Decreasing ROI size will increase noise. To investigate the stability of Model C as a function of ROI size a total of 30 nonoverlapping ROIs were drawn on the first 2D rest condition in every subject and subsequently projected onto the second 2D rest condition. There were 3 different ROI sizes with 10 individual ROIs per size. The smallest ROI size was 300 voxels (5.1 mL), of which approximately 100 voxels in the center constituting presumed gray matter judged from the ARG image. The sizes of the remaining two ROIs were 600 (10.2 mL) and 1200 voxels (20.4 mL) with presumed gray matter contents of 200 and 400 voxels, respectively. Values of each ROI were fitted dynamically using Model C. From these fitted parameters the αg* fg product and αg * fg + αw * 0.2 mL·min−1·g−1 product were calculated. For each of the eight subjects, three ROI sizes and five fitted-calulated parameters, the half of the variance of the differences between the two rest conditions was calculated. The intrasubject CVs were expressed as the square root of this term divided by the average of all rest conditions. Finally the average intrasubject CVs for each parameter and ROI size were calculated.
Activation response
To assess the effects of kinetic model on the activation response, the subject specific average activation responses during visual activation (4 scans) were computed in percent of the average resting values (4 scans) in the visual ROIs. This was performed from the estimated flow values, f or fg, in all four dynamic models and the ARG rCBF data.
The Friedman test, a nonparametric two-way ANOVA by ranks for matched samples, was used to test the null-hypothesis that the activation response in percent was unaffected by the quantitative model. This analysis was followed by multiple post hoc paired signed rank tests (Wilcoxon) between models at an uncorrected threshold level of P < 0.008. These analyses were performed both using the raw quantitative data in the visual ROI and after normalization of the quantitative values in the visual ROI by the values in the global ROI.
RESULTS
Physiologic data
There were no significant differences in the Pa
Physiologic data
Comparison of the measurements of arterial blood gas partial pressures and hematocrit values during rest and visual stimulation.
P < 0.05, corrected.
Model stability
The effects of kinetic model and fitting time period on rCBF (f, fg) and the PTF's (α, αg, αw) can be seen in Figs. 2 to 4. The steady decrease of fg values and increase of αg values with the length of fit using Models A and B, which do not contain terms for fw and αw, indicate instability.

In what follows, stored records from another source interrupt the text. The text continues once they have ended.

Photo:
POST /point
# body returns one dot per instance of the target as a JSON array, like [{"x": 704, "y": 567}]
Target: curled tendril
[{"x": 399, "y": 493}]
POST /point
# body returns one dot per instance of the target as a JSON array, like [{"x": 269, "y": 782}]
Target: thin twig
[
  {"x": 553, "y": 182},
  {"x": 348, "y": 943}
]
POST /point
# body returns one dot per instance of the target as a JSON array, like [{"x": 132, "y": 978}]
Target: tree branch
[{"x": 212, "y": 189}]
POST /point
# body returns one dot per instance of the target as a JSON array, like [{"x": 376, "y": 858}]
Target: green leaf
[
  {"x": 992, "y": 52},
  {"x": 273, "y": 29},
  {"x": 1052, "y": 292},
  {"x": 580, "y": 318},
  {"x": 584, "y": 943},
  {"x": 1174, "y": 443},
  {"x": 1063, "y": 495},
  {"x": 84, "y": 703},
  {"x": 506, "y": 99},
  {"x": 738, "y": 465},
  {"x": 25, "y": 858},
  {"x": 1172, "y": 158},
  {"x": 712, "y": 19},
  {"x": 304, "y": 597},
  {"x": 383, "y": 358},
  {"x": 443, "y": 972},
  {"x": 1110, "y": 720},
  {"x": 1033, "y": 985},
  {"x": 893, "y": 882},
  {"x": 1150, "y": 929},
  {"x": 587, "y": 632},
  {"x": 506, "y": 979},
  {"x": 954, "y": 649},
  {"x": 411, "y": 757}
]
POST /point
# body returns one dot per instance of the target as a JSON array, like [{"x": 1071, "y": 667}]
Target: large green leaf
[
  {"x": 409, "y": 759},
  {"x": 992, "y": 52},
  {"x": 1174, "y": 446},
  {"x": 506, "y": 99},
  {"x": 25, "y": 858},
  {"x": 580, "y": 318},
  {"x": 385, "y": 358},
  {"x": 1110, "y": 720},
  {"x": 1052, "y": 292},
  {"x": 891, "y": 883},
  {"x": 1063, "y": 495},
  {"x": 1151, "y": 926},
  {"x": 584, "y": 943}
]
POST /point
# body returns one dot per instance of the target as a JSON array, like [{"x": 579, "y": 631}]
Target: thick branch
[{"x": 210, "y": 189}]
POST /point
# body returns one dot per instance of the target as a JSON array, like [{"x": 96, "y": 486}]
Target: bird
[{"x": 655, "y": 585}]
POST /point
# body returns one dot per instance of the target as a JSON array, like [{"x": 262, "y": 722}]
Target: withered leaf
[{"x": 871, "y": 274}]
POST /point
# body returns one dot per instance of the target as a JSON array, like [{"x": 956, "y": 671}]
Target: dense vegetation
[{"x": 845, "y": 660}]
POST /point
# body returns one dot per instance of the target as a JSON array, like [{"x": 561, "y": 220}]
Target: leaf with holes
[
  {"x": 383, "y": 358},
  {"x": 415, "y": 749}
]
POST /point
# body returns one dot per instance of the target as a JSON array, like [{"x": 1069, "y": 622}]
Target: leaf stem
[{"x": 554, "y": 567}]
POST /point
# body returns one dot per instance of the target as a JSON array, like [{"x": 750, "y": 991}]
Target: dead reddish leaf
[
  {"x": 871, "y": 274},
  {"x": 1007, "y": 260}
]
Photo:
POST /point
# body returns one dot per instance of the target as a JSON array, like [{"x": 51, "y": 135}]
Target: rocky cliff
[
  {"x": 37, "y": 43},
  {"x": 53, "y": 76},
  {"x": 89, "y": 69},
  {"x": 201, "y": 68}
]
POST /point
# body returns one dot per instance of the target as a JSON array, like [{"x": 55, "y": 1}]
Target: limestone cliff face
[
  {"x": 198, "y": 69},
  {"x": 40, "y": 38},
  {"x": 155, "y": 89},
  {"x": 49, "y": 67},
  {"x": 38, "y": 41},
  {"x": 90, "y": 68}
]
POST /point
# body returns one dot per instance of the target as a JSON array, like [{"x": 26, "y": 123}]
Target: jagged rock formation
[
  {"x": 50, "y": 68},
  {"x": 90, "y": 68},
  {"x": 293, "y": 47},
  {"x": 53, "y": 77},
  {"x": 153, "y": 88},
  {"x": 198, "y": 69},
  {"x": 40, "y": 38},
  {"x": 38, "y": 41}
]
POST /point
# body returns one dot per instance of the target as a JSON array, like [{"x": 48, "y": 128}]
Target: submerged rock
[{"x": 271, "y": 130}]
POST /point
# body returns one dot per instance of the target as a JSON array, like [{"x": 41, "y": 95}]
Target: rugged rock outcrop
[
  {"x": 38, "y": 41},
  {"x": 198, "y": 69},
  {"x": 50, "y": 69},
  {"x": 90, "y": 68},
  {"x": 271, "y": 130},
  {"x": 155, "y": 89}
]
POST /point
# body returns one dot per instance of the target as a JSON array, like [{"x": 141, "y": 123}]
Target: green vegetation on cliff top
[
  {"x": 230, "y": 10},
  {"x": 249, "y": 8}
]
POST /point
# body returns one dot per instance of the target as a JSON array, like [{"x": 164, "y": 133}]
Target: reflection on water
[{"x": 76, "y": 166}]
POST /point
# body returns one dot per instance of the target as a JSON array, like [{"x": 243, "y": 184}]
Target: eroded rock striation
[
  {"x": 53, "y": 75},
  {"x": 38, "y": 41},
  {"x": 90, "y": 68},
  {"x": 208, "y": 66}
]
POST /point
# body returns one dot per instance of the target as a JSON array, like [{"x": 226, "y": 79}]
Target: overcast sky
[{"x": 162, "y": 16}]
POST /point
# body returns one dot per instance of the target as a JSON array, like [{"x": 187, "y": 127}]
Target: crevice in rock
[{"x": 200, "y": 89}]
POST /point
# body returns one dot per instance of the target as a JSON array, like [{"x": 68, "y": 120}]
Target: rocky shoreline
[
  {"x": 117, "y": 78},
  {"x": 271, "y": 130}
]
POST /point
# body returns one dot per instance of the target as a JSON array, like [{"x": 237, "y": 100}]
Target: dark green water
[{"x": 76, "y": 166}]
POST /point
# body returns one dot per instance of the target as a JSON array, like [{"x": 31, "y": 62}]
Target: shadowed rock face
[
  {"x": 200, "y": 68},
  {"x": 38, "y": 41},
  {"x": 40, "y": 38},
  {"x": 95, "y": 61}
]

In Model C, average f, α, and αg values stabilize after a fitting period of approximately 4 minutes, however a CV improvement can still be gained by prolonging the fit to 6 minutes. For Model D, it is uncertain if the estimated values are stable after a fitting period of 6 minutes. The average values of fg and αg are similar to those derived from Model C, however, the variances are significantly larger. Only AIC values and estimated parameters after the full 6-minute fit were used in the ANOVA comparing models because of the instability of Model D at shorter fitting periods.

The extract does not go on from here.